⟦ Alcune persone sono educate quando cacciano altre persone dalle loro case.
I coloni del blocco di #GushEtzion, in Cisgiordania, lo dimostrano. Forse perché alcuni di loro sono cresciuti in Paesi di lingua inglese (“Anglo-Saxons” nel linguaggio israeliano).
Chi lo sa.

Gli USA e la Gran Bretagna non applicheranno sanzioni contro di loro.
Dopo tutto, non sono come quei rivoltosi con lo tzitzit appeso alla camicia che, con mazze e bastoni di ferro, pistole e fucili, scacciano pastori e contadini.
Non sono i tipi che incendiano auto e case.

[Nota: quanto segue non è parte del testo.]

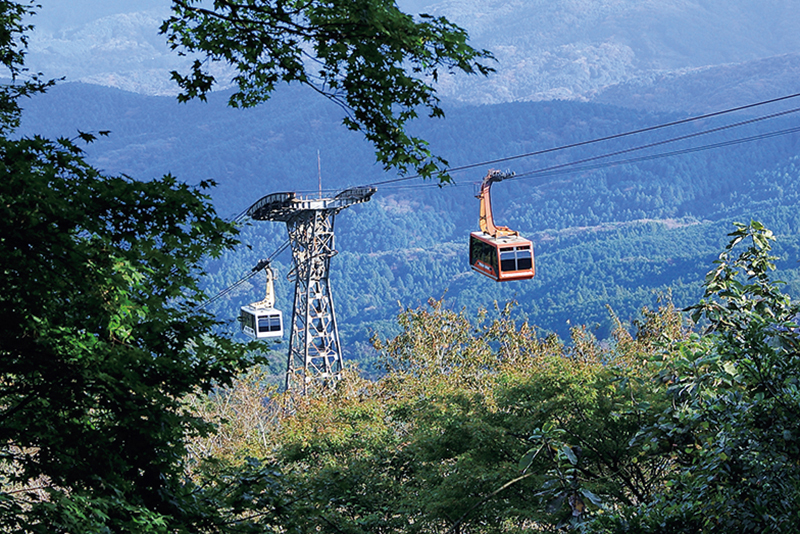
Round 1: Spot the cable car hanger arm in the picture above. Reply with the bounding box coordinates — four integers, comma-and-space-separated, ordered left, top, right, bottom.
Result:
477, 170, 519, 237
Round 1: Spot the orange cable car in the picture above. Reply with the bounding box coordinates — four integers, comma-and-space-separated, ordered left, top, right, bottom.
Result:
469, 170, 536, 282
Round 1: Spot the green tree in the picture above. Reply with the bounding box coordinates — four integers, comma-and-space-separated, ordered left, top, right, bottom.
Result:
161, 0, 492, 179
0, 1, 286, 533
593, 222, 800, 533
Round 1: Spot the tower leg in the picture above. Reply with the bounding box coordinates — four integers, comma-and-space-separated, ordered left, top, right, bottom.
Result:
286, 210, 342, 393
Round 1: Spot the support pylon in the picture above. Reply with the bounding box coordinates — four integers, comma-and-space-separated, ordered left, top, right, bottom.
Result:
247, 187, 375, 393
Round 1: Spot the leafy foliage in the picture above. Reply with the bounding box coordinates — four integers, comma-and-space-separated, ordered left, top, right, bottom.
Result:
161, 0, 492, 180
592, 222, 800, 533
0, 2, 288, 533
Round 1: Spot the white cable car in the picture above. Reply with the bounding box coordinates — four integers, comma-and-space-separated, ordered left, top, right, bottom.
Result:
239, 263, 283, 339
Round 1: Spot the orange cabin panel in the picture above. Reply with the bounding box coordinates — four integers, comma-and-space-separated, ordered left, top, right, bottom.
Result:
469, 232, 536, 282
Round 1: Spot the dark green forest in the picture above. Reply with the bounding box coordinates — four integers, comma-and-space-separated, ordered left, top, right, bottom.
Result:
21, 84, 800, 374
6, 0, 800, 534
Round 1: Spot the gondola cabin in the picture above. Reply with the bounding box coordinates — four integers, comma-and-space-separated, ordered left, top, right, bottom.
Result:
239, 306, 283, 339
469, 232, 536, 282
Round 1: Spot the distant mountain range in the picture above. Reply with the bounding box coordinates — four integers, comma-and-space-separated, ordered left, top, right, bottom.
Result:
29, 0, 800, 110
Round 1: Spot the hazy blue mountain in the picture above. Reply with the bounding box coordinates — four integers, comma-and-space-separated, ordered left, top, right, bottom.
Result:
23, 0, 800, 109
21, 80, 800, 372
590, 54, 800, 113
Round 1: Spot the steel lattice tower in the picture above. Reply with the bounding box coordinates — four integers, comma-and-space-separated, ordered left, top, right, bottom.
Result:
247, 187, 375, 393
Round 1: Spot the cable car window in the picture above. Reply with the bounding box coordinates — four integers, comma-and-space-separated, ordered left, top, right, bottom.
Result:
258, 315, 281, 332
500, 248, 517, 272
469, 236, 497, 271
517, 247, 533, 271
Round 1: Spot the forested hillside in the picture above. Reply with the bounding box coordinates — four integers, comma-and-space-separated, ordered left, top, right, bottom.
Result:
17, 84, 800, 374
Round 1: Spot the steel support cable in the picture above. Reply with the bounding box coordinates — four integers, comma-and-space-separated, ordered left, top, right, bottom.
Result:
510, 108, 800, 183
514, 126, 800, 180
370, 108, 800, 193
194, 239, 289, 310
368, 93, 800, 191
372, 122, 800, 194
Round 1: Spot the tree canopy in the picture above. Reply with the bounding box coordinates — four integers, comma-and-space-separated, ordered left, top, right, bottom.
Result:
161, 0, 492, 179
0, 2, 272, 533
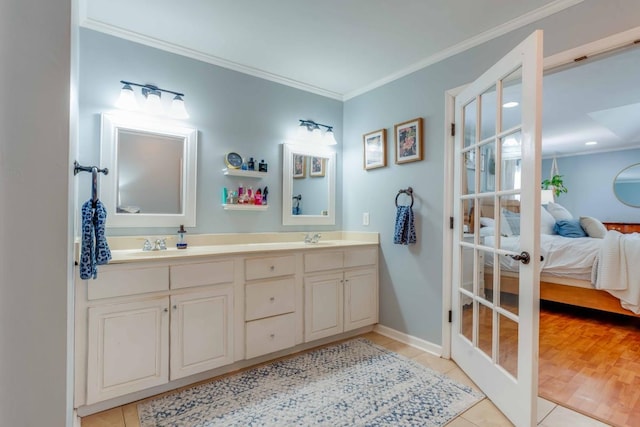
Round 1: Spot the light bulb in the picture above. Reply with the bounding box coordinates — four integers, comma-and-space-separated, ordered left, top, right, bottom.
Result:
171, 95, 189, 119
144, 90, 162, 114
116, 84, 139, 110
311, 126, 322, 143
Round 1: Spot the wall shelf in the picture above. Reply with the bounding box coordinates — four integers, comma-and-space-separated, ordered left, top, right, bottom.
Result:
222, 203, 269, 211
222, 168, 268, 179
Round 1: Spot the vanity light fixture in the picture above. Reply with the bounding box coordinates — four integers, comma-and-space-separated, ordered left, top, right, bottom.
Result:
298, 119, 338, 145
116, 80, 189, 119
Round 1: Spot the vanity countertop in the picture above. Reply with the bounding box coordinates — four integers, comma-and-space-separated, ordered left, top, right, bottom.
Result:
102, 231, 379, 264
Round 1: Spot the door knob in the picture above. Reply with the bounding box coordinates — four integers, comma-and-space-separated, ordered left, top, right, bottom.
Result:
509, 251, 531, 264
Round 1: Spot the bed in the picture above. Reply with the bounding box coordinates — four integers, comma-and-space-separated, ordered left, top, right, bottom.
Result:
479, 200, 640, 317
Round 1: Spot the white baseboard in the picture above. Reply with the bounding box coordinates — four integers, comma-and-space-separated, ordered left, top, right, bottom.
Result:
373, 325, 442, 357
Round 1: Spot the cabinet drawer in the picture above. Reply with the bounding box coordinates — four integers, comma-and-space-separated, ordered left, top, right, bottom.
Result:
170, 260, 233, 289
304, 252, 344, 273
244, 255, 296, 280
246, 313, 295, 359
87, 266, 169, 300
245, 278, 295, 320
344, 247, 378, 267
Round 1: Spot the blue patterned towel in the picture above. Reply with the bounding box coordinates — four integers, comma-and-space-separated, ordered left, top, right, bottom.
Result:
80, 200, 111, 279
393, 206, 416, 245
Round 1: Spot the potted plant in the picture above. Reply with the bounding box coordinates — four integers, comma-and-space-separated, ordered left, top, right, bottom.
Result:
542, 175, 569, 197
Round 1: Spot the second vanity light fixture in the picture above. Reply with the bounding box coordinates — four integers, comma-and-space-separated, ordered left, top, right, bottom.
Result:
298, 119, 338, 145
116, 80, 189, 119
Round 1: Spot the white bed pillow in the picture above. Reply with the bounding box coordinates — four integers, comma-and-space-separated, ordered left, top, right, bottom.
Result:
480, 216, 496, 227
540, 206, 556, 234
500, 208, 520, 237
580, 216, 607, 239
547, 202, 573, 221
480, 227, 495, 237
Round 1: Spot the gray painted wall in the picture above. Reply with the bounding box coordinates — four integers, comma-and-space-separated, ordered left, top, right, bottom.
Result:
342, 0, 640, 343
78, 29, 342, 237
0, 0, 73, 427
542, 149, 640, 223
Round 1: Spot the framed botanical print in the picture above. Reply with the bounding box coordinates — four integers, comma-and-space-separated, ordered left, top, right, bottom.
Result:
293, 154, 307, 178
394, 117, 422, 163
309, 157, 325, 177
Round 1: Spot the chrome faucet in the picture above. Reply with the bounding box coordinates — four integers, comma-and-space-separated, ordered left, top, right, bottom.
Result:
142, 237, 167, 251
304, 233, 322, 243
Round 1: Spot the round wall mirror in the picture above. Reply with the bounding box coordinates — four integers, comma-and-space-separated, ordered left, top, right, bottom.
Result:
613, 163, 640, 208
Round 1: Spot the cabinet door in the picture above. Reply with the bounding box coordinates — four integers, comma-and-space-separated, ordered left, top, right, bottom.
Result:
171, 285, 233, 380
87, 297, 169, 404
344, 268, 378, 332
304, 273, 343, 342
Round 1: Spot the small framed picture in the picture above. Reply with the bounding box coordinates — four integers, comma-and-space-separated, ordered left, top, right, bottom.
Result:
394, 117, 422, 163
362, 129, 387, 169
309, 157, 325, 177
293, 154, 307, 178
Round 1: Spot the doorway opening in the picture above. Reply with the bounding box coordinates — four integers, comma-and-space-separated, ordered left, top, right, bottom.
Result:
443, 29, 640, 425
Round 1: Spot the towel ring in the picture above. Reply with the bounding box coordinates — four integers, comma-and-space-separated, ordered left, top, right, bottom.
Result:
396, 187, 413, 208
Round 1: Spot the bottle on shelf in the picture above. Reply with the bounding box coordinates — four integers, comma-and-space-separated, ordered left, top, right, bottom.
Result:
176, 224, 187, 249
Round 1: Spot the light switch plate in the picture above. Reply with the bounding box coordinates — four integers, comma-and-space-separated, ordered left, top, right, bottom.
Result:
362, 212, 369, 225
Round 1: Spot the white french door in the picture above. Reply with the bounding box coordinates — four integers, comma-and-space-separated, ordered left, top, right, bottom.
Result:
451, 31, 542, 426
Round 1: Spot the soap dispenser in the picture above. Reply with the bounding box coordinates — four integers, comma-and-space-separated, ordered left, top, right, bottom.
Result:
176, 224, 187, 249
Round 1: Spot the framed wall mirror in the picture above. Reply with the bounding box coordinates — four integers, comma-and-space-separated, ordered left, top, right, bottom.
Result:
613, 163, 640, 208
282, 144, 336, 225
100, 114, 197, 227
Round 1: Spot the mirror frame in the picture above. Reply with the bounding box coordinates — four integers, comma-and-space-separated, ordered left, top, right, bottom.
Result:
612, 163, 640, 208
282, 143, 336, 225
100, 114, 198, 228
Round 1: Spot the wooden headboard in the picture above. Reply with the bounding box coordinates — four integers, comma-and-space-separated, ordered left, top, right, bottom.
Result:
480, 199, 520, 218
465, 198, 520, 232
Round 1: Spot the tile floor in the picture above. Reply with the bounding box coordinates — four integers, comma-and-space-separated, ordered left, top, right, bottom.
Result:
82, 332, 607, 427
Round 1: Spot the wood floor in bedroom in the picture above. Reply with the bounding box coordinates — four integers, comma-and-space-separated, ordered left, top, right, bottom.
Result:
538, 303, 640, 427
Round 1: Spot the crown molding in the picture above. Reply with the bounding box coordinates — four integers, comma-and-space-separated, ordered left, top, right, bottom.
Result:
80, 15, 344, 101
344, 0, 584, 101
80, 0, 584, 101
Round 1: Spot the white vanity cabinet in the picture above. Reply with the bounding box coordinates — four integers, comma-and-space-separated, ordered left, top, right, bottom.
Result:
76, 259, 235, 405
304, 247, 378, 342
74, 244, 378, 416
245, 254, 301, 359
170, 286, 233, 380
87, 297, 169, 404
170, 260, 234, 380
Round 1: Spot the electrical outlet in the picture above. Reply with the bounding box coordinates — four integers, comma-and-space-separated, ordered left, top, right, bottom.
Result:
362, 212, 369, 225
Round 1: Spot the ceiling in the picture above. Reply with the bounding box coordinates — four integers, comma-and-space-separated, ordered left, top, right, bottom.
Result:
542, 45, 640, 156
80, 0, 640, 156
80, 0, 582, 100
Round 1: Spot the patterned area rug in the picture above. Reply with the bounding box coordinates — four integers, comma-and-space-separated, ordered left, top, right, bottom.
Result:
138, 338, 484, 427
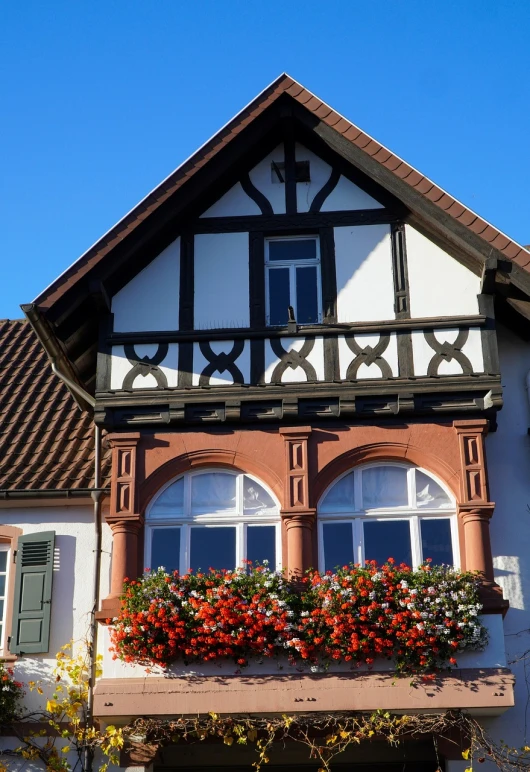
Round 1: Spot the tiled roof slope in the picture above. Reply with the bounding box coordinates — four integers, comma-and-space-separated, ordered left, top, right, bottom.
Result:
35, 73, 530, 308
0, 319, 109, 490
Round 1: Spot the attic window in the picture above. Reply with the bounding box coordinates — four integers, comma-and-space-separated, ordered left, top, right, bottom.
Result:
271, 161, 311, 184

Espellono i palestinesi, ma in modo amichevole.
Qui una barricata di pietre e terra in mezzo a un sentiero agricolo, lì un cancello chiuso a chiave, e lì un colono armato che protetto da un'uniforme militare impedisce a un uomo di 55 anni di potare le viti del suo vigneto. ⬇️2

Il risultato: circa 75 chilometri quadrati dall'insediamento di #Efrat verso ovest, dove le strade e i sentieri agricoli sono quasi privi di palestinesi e gli appezzamenti di terreno sono abbandonati - la gente è costretta ad abbandonarli - secondo la precisa terminologia di Dror Etkes, uno studioso della politica israeliana di furto della terra.

In questi giorni, ci sono molti motivi per avere il cuore spezzato ogni singolo giorno.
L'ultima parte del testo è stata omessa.